Bluebird has come to depend upon our hand this to provide. Vindictive as we are against what is unkempt, our dread, our fell hand bringing the woods to their knees with two-man saw and chain saw. But insects still abound in the clearing and beyond at the green edge of what survives. And Bluebirds thrive.

Bluebird at the cross fence convenes with caution. First to the bleached twig with its empty pinecone. Then to the twisted pair of tines, shining, galvanized against weather sure to arrive. Though pressed by shortness of season, Bluebird hesitates. In her beak are beetles, cracked fluorescein green and crushed violet blue (though their legs and sometimes wings motor on in dumb refusal to the truth). She waits. Then comes to rest on a lichen-crusted tree, gray and yellow-green, unintended compliment to her cyan-washed Cerulean. She pauses. But now her Significant Other stands nearby, her guard and her decoy (Her muted hues a non-compete against his feathered lightning). Like a bolt from the blue he grabs that sprig of mullein just off to the side, it sways as he lands, his tail spread wide. He stretches his wings. Surveys the scene three-sixty degrees and while the world eyes the bright light of him… quick to the nest, she tips in.
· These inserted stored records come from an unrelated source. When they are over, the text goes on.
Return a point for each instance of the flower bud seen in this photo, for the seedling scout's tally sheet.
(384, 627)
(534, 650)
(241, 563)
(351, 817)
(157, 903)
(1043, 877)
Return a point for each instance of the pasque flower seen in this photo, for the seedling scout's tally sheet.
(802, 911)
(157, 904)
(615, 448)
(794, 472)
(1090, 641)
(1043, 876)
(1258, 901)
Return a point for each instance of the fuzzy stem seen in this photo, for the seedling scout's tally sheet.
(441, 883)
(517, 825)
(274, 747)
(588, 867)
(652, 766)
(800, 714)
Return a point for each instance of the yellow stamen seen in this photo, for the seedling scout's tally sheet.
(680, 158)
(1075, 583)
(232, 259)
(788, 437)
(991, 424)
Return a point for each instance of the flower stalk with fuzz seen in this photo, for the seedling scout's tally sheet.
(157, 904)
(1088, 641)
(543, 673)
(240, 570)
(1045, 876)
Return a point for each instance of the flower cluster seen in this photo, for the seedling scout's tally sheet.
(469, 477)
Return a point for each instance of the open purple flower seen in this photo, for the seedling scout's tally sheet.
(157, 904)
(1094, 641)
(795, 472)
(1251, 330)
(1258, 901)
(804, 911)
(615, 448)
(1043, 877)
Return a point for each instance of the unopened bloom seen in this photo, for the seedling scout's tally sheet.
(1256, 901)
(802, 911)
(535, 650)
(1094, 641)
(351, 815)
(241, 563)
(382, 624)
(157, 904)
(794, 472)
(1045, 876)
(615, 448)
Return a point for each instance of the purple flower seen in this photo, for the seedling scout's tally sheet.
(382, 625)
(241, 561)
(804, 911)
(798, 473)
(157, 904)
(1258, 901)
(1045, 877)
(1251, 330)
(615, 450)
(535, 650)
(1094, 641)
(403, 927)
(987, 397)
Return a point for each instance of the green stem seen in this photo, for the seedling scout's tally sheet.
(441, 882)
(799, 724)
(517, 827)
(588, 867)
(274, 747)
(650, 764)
Only two babies inside but they make quick work of the parcel she brings. No murmurings of motherhood (work is all she sees in them). Nor has she come for adult conversation: Through all her going, and coming, not one small word between her and him. She exits unceremoniously. He watches, his interest his only admonition. Fending off from the lip she launches into thin blue air, that collect call of the wild, answered in mime, quick-time, with care.  Bluebird toes the line!